While I am an advocate for the Affordable Care Act and do think that full repeal of the law would be a mistake, repealing a system that is failing, which Connect for Health Colorado is, is the more responsible course of action to take.
And you’re going to leave us with exactly WHAT, republicans? All you idiots have been shouting is “repeal and replace” but when ANYONE asks you what you will REPLACE the ACA with, you have NOTHING.

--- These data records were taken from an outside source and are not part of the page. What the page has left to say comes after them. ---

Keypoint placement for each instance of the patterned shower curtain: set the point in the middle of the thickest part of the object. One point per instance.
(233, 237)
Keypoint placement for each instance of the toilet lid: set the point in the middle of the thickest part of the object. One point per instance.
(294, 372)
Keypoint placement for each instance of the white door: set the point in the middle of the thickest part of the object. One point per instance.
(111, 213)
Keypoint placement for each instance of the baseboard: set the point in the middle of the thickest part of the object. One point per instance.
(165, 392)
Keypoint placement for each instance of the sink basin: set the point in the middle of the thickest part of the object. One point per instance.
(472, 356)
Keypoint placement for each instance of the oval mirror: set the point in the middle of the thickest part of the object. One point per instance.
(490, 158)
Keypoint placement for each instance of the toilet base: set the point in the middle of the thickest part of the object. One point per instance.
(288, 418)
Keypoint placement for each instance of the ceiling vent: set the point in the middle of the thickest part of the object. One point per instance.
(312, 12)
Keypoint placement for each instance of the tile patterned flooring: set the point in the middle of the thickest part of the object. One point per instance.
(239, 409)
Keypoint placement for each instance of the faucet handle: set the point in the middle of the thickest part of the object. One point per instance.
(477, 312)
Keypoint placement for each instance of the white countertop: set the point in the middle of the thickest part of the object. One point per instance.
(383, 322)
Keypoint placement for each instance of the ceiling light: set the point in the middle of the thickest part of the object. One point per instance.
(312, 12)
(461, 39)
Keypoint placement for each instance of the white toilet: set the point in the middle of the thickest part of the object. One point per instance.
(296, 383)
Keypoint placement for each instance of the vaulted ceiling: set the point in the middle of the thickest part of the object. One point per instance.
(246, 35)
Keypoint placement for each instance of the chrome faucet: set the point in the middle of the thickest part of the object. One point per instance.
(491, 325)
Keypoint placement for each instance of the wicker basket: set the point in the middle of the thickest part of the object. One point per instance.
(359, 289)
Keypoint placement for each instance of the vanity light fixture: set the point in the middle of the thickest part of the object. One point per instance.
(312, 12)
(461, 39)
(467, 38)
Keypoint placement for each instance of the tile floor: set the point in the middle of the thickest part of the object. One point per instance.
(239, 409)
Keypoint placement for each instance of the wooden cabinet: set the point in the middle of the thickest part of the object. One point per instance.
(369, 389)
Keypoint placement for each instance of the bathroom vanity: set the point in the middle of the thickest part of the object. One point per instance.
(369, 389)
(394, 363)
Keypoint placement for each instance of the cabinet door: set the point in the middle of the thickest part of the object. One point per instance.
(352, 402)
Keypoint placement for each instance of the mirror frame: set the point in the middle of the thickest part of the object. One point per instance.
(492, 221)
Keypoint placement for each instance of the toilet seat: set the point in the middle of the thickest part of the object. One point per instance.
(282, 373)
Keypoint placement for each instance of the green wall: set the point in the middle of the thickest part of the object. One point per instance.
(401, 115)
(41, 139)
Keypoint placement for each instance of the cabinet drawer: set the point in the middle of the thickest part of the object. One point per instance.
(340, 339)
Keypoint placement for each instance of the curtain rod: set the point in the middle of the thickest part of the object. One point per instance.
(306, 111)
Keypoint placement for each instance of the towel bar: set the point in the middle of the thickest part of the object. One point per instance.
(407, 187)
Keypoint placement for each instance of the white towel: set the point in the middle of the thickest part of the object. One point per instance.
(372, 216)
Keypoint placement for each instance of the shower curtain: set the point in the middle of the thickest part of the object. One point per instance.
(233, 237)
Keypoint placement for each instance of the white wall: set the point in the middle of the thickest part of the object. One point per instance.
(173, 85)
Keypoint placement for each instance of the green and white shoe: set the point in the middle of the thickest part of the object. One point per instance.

And why is that? Because the ACA IS your plan. The Heritage Foundation came up with it, Mitt Romney put it in place in MA, and then you people put the name “Obamacare” on it so you could saddle Obama with it as a negative.
Guess what? It’s actually a LOT better than the miserable “profit at all cost” system we had before, and people prefer it to your other “market driven” nonsense. But the thing is, you haven’t even mentioned anything else to replace anything with. It’s all the rush to repeal, and then to hell with US.
Thanks, republicans, but as we say, who the hell asked you?